Debugging Apache Doris
Debugging Backend (BE)
Use GDB for debugging the BE component:
gdb --args be/output/bin/doris_be
Set breakpoints in GDB:
break be/src/olap/storage_engine.cpp:100
run
To attach to a running process:
ps aux | grep doris_be # Find the process ID
sudo gdb -p <PID>
Debugging Frontend (FE)
For Java-based FE debugging, use the following:
export JAVA_OPTS="-agentlib:jdwp=transport=dt_socket,server=y,suspend=n,address=*:5005"
sh fe/bin/start_fe.sh
Then, attach a remote debugger to port 5005
.
Logging and Tracing
Modify log levels in conf/be.conf
or conf/fe.conf
to increase verbosity:
log_level=DEBUG
Restart Doris for the changes to take effect.
Using gperftools for Performance Profiling
git clone https://github.com/gperftools/gperftools.git
cd gperftools
./configure && make && sudo make install
Then run Doris with profiling enabled:
LD_PRELOAD=/usr/local/lib/libprofiler.so CPUPROFILE=/tmp/doris.prof ./be/output/bin/doris_be
Analyze the profile:
pprof --text ./be/output/bin/doris_be /tmp/doris.prof
Conclusion
Compiling and debugging Apache Doris from source requires meticulous attention to dependencies, system setup, and build procedures. This guide has covered all the fundamental steps, from cloning the repository and installing prerequisites to troubleshooting and debugging both the backend and frontend components.

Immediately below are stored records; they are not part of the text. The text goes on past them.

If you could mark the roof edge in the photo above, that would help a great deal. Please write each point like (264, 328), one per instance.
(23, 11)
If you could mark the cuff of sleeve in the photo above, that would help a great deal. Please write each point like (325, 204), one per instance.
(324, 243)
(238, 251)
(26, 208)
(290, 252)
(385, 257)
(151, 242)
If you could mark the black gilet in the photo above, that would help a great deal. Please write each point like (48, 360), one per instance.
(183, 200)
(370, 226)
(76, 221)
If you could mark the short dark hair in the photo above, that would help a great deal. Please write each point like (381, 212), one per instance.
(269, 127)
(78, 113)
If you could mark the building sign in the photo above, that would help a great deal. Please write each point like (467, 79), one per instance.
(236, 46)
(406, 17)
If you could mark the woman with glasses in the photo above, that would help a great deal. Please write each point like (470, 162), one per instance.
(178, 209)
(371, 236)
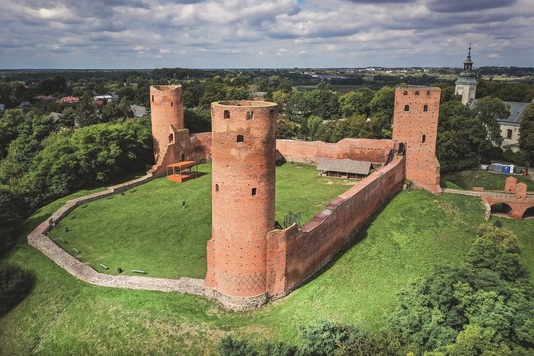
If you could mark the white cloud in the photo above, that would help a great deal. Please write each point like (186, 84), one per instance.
(271, 33)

By following these steps, you will not only gain a deeper understanding of how Apache Doris works internally but also be equipped to diagnose and fix issues efficiently. Debugging techniques such as using GDB, Java remote debugging, logging configurations, and performance profiling with gperftools ensure that you can monitor and optimize the database effectively.
For developers and engineers working with real-time analytical workloads, mastering the compilation and debugging process can significantly improve system stability, performance tuning, and development efficiency.
If you run into problems, don’t hesitate to consult the official Apache Doris documentation, reach out to the open-source community, or contribute to the project by reporting issues and suggesting improvements. With proper setup and debugging techniques, Apache Doris can be a powerful tool for handling massive-scale analytical queries with high performance.